Enhancing early autism prediction based on electronic records using clinical narratives

Junya Chen, Matthew Engelhard, Ricardo Henao, Samuel Berchuck, Brian Eichner, Eliana M. Perrin, Guillermo Sapiro, Geraldine Dawson

Research output: Contribution to journalArticlepeer-review

8 Scopus citations

Abstract

Recent work has shown that predictive models can be applied to structured electronic health record (EHR) data to stratify autism likelihood from an early age (<1 year). Integrating clinical narratives (or notes) with structured data has been shown to improve prediction performance in other clinical applications, but the added predictive value of this information in early autism prediction has not yet been explored. In this study, we aimed to enhance the performance of early autism prediction by using both structured EHR data and clinical narratives. We built models based on structured data and clinical narratives separately, and then an ensemble model that integrated both sources of data. We assessed the predictive value of these models from Duke University Health System over a 14-year span to evaluate ensemble models predicting later autism diagnosis (by age 4 years) from data collected from ages 30 to 360 days.
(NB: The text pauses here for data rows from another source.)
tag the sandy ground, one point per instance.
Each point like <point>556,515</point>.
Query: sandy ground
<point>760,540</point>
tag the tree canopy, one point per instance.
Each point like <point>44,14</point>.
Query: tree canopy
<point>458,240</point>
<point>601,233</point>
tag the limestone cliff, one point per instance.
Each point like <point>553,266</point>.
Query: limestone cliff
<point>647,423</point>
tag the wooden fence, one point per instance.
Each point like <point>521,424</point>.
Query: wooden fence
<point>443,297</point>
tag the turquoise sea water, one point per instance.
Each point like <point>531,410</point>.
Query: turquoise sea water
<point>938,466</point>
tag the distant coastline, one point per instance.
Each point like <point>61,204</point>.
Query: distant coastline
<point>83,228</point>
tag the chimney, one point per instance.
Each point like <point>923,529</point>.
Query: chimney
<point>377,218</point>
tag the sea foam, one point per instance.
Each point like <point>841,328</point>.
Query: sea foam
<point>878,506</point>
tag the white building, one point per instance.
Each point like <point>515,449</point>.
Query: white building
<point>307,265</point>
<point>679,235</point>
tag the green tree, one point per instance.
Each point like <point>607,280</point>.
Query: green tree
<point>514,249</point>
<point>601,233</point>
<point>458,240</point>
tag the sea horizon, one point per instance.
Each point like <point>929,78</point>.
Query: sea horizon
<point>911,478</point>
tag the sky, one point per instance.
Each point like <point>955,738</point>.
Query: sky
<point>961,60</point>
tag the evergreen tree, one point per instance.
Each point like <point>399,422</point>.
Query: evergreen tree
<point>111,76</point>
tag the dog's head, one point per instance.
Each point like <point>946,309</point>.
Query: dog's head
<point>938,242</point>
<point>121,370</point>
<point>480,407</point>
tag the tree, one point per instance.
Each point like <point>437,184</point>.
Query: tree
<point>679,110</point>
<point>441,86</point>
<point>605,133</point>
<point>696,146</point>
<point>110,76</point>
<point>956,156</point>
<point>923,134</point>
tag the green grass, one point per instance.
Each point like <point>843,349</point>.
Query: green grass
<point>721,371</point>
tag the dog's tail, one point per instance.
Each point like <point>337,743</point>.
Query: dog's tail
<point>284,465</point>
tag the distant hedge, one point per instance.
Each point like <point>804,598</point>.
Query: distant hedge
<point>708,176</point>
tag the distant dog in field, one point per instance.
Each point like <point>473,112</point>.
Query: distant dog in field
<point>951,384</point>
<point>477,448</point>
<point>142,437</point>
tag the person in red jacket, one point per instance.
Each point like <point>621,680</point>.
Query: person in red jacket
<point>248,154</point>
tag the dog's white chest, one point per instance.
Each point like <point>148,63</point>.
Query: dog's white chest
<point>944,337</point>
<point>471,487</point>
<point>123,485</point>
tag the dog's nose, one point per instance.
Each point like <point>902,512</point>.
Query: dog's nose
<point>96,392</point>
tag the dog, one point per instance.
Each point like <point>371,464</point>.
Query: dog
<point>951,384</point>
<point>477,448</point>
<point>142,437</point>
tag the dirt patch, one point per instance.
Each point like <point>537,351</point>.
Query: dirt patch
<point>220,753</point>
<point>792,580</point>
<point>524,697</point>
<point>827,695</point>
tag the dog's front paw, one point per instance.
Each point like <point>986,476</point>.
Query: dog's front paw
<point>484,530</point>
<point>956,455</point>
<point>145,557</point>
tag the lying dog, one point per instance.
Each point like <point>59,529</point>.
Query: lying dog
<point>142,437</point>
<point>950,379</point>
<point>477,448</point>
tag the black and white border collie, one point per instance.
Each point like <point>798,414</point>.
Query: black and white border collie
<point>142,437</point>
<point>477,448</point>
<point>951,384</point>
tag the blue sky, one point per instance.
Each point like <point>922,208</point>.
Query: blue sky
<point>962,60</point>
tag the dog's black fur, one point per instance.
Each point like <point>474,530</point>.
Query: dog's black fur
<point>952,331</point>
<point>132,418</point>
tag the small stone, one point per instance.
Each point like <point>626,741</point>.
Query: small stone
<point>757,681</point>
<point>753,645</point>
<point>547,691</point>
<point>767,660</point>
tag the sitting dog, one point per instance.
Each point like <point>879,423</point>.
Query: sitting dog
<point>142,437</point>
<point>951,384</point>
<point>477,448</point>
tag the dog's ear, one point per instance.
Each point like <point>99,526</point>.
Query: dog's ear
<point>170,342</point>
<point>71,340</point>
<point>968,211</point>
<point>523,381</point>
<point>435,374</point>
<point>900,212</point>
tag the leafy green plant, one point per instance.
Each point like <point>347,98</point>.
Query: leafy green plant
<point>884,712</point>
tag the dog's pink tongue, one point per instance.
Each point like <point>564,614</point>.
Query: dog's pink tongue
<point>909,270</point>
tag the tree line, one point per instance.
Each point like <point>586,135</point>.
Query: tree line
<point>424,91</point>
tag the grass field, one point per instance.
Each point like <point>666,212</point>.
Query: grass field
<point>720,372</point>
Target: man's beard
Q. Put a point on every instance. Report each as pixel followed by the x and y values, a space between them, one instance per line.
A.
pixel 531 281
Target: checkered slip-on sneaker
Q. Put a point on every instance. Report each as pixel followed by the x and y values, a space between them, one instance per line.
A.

Our sample included 11,750 children above by age 3 years (385 meeting autism diagnostic criteria). The ensemble model for autism prediction showed superior performance and at age 30 days achieved 46.8% sensitivity (95% confidence interval, CI: 22.0%, 52.9%), 28.0% positive predictive value (PPV) at high (90%) specificity (CI: 2.0%, 33.1%), and AUC4 (with at least 4-year follow-up for controls) reaching 0.769 (CI: 0.715, 0.811). Prediction by 360 days achieved 44.5% sensitivity (CI: 23.6%, 62.9%), and 13.7% PPV at high (90%) specificity (CI: 9.6%, 18.9%), and AUC4 reaching 0.797 (CI: 0.746, 0.840). Results show that incorporating clinical narratives in early autism prediction achieved promising accuracy by age 30 days, outperforming models based on structured data only. Furthermore, findings suggest that additional features learned from clinician narratives might be hypothesis generating for understanding early development in autism.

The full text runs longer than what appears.